Between 1972 and 1986, Punjab’s farmers were the pride of the nation, and agriculture in the state grew by 5.7% every year as compared to a mere 2.3% for the entire country. In the next two decades, though few noticed, the miracle of the green revolution had paled and, at 3% per annum, the state’s farm-sector growth was just a bit higher than the entire country’s 2.9%. In the decade after that, the erstwhile star performer has done so badly, its growth was less than half that of the rest of the country. While states like Madhya Pradesh grew by 9.7% between FY06 and FY15 and Jharkhand by 8.6%, Punjab grew by a mere 1.6%—the all-India number was 3.5%. Among the larger states, only Kerala fared worse than Punjab.

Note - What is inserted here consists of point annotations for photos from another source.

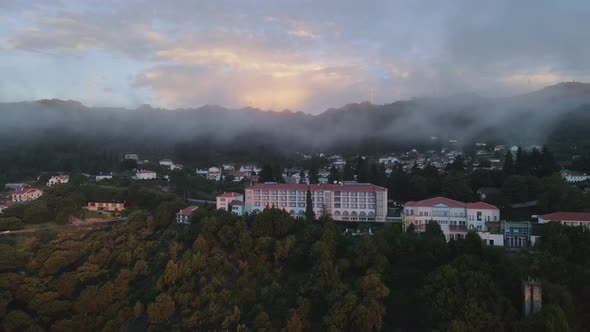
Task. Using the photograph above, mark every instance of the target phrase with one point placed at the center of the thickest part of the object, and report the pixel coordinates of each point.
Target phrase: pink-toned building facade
(348, 201)
(26, 194)
(105, 206)
(58, 179)
(454, 217)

In such a situation, the usual prescription is to increase irrigation capacity or the roads network, but Punjab beats the rest of the country by a wide margin on most of these parameters. Almost 99% of the state’s land area is irrigated; at 3.77 hectares, its average land-holding is more than three times the all-India number and, at 2,128 km per thousand square kilometers, its road density is much higher than 1,317 for all-India. Punjab’s crisis, in fact, lies in its early success and the fact that this was dependent upon high procurement by the government—one big farmer risk was taken care of and, as the water table fell due to growing crops not suited to Punjab, the government took care of this by supplying electricity free to farmers. The problem, however, is that over a period of time, the rise in MSPs has been tempered, limiting the gains to farmers. But, the farmer who was used to a generous level of subsidy is now unwilling or unable to move to other crops where the risks are higher—close to 85% of Punjab’s area is devoted to two crop that sees a minor increase in MSPs each year.

Which is why, as part of its recommendations on how to fix the state’s agriculture—28% of Punjab’s GDP comes from agriculture versus 18% for all-India—ICRIER has suggested ways to move out from foodgrains to crops like maize which are linked to poultry and silage for milch animals and starch. A greater emphasis is needed in fruit and vegetables—just 2.5% of the area is used for this but it contributed to over 6% of the state’s farm output—and dairy where the level of processing is still very low. Developing a vibrant food processing industry is critical both in terms of creating more value addition as well as jobs—imagine the possibilities for the bakery and chocolate/cheese industry in an area so rich in milk. All of this will require government subsidies such as for cold chains and processing units in the earlier years, so central support will be critical. Punjab spends a lot on its water/electricity subsidies and that can be moved to areas like fruit and vegetables—farmers can get per-acre cash payments to subsidise their costs—but till the switch takes place over five years or so, a central grant will be needed; perhaps that is something the new chief minister Amarinder Singh should discuss with finance minister Arun Jaitley.